Define an Inputter

The inputter is the data pipeline. This example defines the data pipeline of feeding CIFAR10 data with some basic augmentations:

# Create basic inputter configration
inputter_config = InputterConfig(
  mode="train",
  batch_size_per_gpu=64,
  gpu_count=1,
  epochs=4,
  dataset_meta="~/demo/data/cifar10/train.csv \")

# Add additional configuration for image classification
inputter_config = ImageClassificationInputterConfig(
  inputter_config,
  image_height=32,
  image_width=32,
  image_depth=3,
  num_classes=10)

# (Optionally) Create a augmenter.
argmenter_name = "source.augmenter.cifar_augmenter"
augmenter = importlib.import_module(argmenter_name)

# Create a Inputter.
inputter_name = "source.inputter.image_classification_csv_inputter"
inputter = importlib.import_module(inputter_name).build(inputter_config, augmenter)
  • cifar_augmenter random image cropping, flipping, brightness and contrast distortions.
  • inputter_config sets arguments for the inputter. For example, whether it is used for training for evaluation, batch_size, the data path … etc.
  • inputter is the data pipeline instance.

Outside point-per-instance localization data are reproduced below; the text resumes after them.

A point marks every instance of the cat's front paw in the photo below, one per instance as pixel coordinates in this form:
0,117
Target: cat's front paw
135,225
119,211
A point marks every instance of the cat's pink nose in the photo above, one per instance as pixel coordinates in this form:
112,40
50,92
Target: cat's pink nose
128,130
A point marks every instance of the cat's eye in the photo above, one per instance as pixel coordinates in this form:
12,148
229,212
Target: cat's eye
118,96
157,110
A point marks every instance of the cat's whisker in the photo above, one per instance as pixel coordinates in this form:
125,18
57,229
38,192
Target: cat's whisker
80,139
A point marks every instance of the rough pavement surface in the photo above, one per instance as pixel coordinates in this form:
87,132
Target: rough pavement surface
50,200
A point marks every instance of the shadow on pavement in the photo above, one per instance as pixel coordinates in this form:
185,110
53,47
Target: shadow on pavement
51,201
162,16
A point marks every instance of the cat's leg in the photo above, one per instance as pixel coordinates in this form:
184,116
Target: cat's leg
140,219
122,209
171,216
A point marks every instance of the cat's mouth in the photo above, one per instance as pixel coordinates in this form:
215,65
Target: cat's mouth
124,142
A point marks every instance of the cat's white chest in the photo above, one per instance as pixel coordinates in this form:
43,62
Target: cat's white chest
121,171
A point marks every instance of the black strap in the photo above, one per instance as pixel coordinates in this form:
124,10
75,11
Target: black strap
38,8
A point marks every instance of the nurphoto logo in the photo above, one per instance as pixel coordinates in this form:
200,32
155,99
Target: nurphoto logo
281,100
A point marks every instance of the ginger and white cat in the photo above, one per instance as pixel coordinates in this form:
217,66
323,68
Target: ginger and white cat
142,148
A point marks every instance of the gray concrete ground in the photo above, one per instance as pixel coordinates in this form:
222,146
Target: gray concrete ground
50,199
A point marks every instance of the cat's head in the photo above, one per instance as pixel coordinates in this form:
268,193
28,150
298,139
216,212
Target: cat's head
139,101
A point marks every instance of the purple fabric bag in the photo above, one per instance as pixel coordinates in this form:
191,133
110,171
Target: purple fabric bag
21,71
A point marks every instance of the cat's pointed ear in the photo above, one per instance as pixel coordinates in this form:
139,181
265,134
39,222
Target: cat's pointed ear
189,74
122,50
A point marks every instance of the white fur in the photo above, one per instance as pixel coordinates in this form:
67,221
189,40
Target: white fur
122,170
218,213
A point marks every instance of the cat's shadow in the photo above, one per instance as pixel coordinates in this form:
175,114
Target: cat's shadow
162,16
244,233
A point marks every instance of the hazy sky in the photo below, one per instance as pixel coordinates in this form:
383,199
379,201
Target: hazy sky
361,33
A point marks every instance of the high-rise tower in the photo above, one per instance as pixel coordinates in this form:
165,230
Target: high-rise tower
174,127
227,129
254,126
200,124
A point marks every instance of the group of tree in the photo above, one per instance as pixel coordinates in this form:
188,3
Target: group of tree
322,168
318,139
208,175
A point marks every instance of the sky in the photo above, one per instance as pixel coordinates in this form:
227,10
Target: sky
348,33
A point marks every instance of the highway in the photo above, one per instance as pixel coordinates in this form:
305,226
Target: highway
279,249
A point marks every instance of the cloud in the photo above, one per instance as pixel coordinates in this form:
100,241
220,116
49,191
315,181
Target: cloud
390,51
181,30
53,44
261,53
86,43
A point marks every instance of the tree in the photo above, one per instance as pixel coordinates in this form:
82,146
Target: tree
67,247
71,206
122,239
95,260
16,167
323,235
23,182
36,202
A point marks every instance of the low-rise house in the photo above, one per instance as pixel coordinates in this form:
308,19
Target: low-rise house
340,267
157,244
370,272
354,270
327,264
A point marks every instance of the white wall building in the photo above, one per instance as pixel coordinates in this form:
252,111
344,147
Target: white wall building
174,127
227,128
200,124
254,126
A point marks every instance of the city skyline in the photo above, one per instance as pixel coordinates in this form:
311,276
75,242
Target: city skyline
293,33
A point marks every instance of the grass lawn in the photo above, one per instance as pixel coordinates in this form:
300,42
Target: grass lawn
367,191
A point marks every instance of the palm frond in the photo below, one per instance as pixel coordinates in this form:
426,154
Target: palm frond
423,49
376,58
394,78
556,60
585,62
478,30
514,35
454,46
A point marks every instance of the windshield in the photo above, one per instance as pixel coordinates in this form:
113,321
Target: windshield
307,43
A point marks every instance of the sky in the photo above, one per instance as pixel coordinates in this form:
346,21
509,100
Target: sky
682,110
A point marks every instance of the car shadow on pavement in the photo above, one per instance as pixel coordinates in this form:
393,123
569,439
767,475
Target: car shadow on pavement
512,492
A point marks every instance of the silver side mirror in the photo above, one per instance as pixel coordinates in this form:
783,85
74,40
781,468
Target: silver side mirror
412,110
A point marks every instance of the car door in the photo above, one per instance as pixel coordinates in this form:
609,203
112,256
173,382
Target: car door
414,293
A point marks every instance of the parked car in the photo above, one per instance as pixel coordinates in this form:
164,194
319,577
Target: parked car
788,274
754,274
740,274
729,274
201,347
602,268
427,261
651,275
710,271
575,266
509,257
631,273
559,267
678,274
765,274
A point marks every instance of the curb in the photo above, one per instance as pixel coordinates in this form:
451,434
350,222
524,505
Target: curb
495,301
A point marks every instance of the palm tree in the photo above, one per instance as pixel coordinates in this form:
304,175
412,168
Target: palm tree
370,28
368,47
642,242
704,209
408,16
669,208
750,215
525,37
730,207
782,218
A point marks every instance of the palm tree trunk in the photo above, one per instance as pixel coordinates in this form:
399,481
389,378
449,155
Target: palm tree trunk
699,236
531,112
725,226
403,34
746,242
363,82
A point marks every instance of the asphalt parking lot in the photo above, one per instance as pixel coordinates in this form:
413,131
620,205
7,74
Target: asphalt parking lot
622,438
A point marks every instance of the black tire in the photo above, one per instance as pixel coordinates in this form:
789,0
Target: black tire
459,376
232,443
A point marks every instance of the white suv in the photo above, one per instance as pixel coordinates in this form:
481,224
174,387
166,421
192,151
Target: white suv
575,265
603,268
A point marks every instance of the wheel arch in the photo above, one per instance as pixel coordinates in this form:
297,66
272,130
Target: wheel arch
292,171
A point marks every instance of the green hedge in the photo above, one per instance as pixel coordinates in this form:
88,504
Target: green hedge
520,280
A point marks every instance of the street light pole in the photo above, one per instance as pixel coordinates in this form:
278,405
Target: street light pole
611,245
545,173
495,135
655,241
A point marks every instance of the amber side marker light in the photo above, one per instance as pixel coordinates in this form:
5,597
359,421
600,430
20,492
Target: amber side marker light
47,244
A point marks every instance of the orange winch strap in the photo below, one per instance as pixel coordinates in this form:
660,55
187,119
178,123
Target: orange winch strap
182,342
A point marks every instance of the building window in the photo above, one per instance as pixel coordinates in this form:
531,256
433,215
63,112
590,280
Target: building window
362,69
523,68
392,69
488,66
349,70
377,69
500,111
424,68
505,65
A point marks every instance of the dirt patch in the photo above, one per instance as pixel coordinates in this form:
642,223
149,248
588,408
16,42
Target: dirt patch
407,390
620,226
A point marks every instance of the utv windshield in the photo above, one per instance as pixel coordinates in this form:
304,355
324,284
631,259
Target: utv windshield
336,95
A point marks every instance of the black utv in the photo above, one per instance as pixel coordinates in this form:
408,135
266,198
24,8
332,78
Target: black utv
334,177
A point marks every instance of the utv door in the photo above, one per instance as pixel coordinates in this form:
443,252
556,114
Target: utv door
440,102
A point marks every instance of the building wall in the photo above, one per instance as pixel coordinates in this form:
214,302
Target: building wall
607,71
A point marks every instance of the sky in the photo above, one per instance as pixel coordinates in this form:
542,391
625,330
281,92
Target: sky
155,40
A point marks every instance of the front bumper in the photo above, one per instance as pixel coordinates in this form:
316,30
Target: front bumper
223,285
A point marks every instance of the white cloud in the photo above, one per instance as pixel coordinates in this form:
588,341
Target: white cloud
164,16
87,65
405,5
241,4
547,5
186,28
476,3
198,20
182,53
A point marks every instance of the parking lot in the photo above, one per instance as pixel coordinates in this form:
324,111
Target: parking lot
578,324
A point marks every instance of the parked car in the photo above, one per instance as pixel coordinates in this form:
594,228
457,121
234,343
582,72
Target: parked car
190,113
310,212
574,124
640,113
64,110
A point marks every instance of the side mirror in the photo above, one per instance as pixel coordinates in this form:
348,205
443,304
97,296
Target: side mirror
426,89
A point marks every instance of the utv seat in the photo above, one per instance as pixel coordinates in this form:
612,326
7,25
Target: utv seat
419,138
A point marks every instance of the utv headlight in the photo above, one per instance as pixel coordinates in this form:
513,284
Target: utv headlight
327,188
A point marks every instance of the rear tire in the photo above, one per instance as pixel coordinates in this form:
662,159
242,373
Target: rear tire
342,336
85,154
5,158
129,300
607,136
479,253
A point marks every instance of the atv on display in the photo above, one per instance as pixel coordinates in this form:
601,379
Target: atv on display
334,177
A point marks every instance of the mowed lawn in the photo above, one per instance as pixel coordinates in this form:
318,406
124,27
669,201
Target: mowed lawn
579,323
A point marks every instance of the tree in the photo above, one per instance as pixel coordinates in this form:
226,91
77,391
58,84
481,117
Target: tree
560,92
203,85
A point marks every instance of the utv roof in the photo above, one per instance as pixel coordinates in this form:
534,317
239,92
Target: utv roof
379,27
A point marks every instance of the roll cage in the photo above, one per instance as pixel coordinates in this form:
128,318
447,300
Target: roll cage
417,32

It has an important input_fn member function that produces a data generator.

The input_fn of an image classification inputter looks like this:

def input_fn(self, test_samples=[]):

  # Get list of image paths and class labels
  samples = self.get_samples_fn()

  # Generate a Tensorflow dataset
  dataset = tf.data.Dataset.from_tensor_slices(samples)

  # Shuffle the dataset for training
  if self.config.mode == "train":
    dataset = dataset.shuffle(self.config.shuffle_buffer_size)

  # Repeat the dataset for multiple epochs
  dataset = dataset.repeat(self.config.epochs)

  # Parse individal input sample, including reading image from path,
  # data augmentation
  dataset = dataset.map(
    lambda image, label: self.parse_fn(image, label),
    num_parallel_calls=4)

  # Batch data
  batch_size = (self.config.batch_size_per_gpu *
                self.config.gpu_count)
  dataset = dataset.apply(
      tf.contrib.data.batch_and_drop_remainder(batch_size))

  # Prefetch for efficiency
  dataset = dataset.prefetch(2)

  # Return data generator
  iterator = dataset.make_one_shot_iterator()
  return iterator.get_next()